Posted by Amarachi on Mon 18th Nov, 2024 - tori.ng
The former president noted that corruption continues to rank among the most important problems affecting Nigerians.
Olusegun Obasanjo
Ex-president, Chief Olusegun Obasanjo has lamented about the corruption in the nation, stating that it has gotten to the fatal stage.
He said this in his keynote address on the topic, ‘Leadership Failure and State Capture in Nigeria,’ delivered at the Chinua Achebe Leadership Forum, Yale University, New Haven, in the United States of America over the weekend.
The former president noted that corruption continues to rank among the most important problems affecting Nigerians.
“More than N700 billion in cash bribes were paid by citizens to public officials in 2023. Most bribes are paid in the street or in a public official’s office.
Private sector bribery is increasing but continues to be less prevalent than in the public sector. Corruption goes with power; therefore to hold any useful discussion of corruption, we must first locate it where it properly belongs – in the ranks of the powerful. Corruption in Nigeria has passed the alarming and entered the fatal stage; and Nigeria will die if we keep pretending that she is only slightly indisposed.

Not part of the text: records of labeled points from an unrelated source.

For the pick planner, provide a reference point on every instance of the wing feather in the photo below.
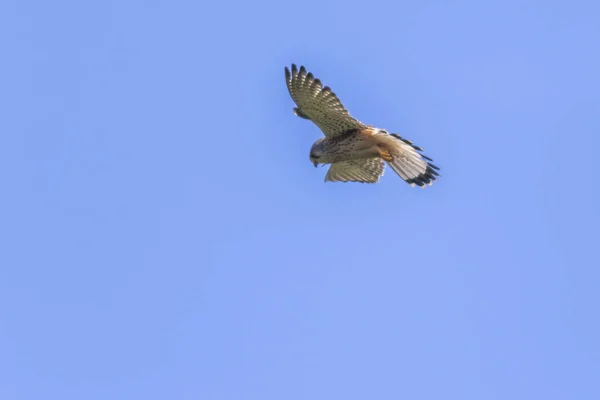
(318, 104)
(366, 170)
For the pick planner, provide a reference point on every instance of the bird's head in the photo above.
(316, 152)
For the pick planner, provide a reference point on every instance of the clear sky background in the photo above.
(164, 235)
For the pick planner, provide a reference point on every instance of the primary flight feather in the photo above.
(357, 152)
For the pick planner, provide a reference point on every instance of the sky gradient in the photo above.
(165, 236)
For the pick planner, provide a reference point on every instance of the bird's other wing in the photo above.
(366, 170)
(318, 104)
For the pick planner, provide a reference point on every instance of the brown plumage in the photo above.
(356, 151)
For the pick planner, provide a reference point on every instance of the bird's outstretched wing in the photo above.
(318, 104)
(366, 170)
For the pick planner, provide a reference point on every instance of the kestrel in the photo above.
(355, 151)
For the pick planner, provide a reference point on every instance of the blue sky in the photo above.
(165, 236)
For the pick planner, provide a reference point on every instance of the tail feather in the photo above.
(414, 168)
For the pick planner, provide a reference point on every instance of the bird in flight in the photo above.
(356, 152)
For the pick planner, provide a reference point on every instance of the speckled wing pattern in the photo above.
(366, 170)
(318, 104)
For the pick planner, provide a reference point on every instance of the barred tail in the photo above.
(410, 165)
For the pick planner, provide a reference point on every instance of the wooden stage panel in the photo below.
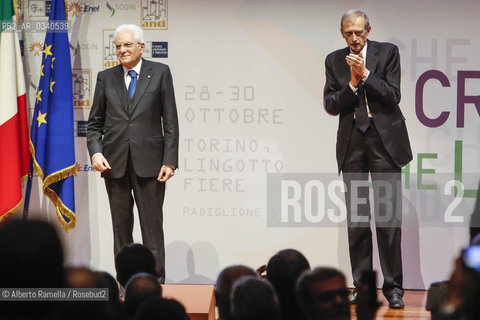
(414, 307)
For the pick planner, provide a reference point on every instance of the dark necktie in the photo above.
(361, 115)
(133, 83)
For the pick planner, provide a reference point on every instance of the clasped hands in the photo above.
(358, 71)
(100, 163)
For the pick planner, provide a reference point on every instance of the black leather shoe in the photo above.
(396, 301)
(352, 298)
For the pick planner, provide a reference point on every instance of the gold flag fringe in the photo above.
(60, 207)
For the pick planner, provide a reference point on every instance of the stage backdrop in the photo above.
(257, 169)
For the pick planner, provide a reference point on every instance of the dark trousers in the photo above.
(367, 155)
(149, 194)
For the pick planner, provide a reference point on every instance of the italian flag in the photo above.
(14, 154)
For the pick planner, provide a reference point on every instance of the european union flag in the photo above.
(52, 142)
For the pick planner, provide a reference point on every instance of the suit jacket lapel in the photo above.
(344, 67)
(143, 82)
(119, 84)
(372, 58)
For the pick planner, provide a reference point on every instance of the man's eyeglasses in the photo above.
(126, 45)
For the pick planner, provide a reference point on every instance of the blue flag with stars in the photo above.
(52, 142)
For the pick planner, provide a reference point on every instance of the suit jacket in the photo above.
(146, 126)
(382, 88)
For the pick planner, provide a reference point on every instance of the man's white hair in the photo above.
(133, 28)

Ranked 150 out of 180 countries in the Transparency International 2022 Corruption Perceptions Index,1 Nigeria’s ranking places it in the bottom 20 percent of the Comity of Nations and illustrates how systemic and embedded corruption is in the country. It is, in my opinion, and those of many, the most serious developmental challenge to the nation.”

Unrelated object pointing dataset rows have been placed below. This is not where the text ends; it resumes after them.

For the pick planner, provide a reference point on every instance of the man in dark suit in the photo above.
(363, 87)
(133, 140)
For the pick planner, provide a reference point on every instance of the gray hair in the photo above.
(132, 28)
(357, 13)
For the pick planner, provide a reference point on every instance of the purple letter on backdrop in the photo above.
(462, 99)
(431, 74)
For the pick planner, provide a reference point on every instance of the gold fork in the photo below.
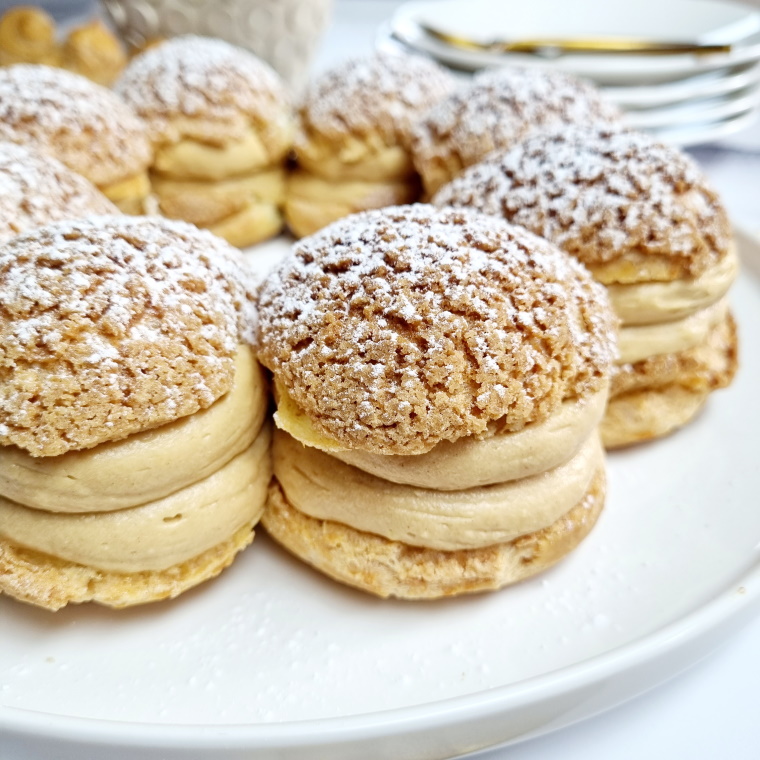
(554, 47)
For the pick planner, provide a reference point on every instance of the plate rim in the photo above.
(732, 601)
(405, 30)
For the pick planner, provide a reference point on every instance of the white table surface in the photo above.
(710, 712)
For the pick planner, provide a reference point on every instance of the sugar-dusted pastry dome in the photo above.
(627, 206)
(114, 326)
(396, 329)
(206, 89)
(496, 111)
(36, 189)
(85, 126)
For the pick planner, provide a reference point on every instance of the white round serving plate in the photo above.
(707, 85)
(696, 111)
(705, 132)
(481, 20)
(272, 660)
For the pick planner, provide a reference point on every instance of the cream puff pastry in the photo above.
(134, 454)
(439, 378)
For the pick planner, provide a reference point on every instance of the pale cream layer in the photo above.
(364, 158)
(191, 159)
(327, 489)
(157, 535)
(655, 302)
(467, 462)
(146, 466)
(639, 342)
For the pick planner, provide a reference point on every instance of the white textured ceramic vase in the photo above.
(285, 33)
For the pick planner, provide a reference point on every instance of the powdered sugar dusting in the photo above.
(36, 190)
(385, 93)
(112, 326)
(200, 77)
(399, 328)
(496, 111)
(82, 124)
(600, 193)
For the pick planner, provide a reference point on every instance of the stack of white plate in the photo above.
(683, 98)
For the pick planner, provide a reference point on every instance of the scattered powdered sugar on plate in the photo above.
(600, 193)
(399, 328)
(115, 325)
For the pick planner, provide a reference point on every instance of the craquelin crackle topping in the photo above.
(83, 125)
(36, 189)
(500, 108)
(112, 326)
(600, 194)
(383, 93)
(207, 79)
(399, 328)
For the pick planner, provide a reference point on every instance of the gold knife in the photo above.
(552, 47)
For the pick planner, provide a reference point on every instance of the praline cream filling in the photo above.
(146, 466)
(157, 535)
(656, 302)
(467, 462)
(471, 462)
(322, 487)
(192, 159)
(641, 341)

He insisted that the nation would continue to sink into chaos, insecurity, conflict, discord, division, disunity, depression, youth restiveness, confusion, violence, and underdevelopment as long as it is embedded in corruption.
Obasanjo, however, gave a message of hope that all will be well with the country if the challenges of immorality and corruption are squarely addressed.
The former president while copying from a short, classic treatise published in 1983, called “The Trouble with Nigeria” by Chinua Achebe admitted that, “The trouble with Nigeria is simply and squarely a failure of leadership''.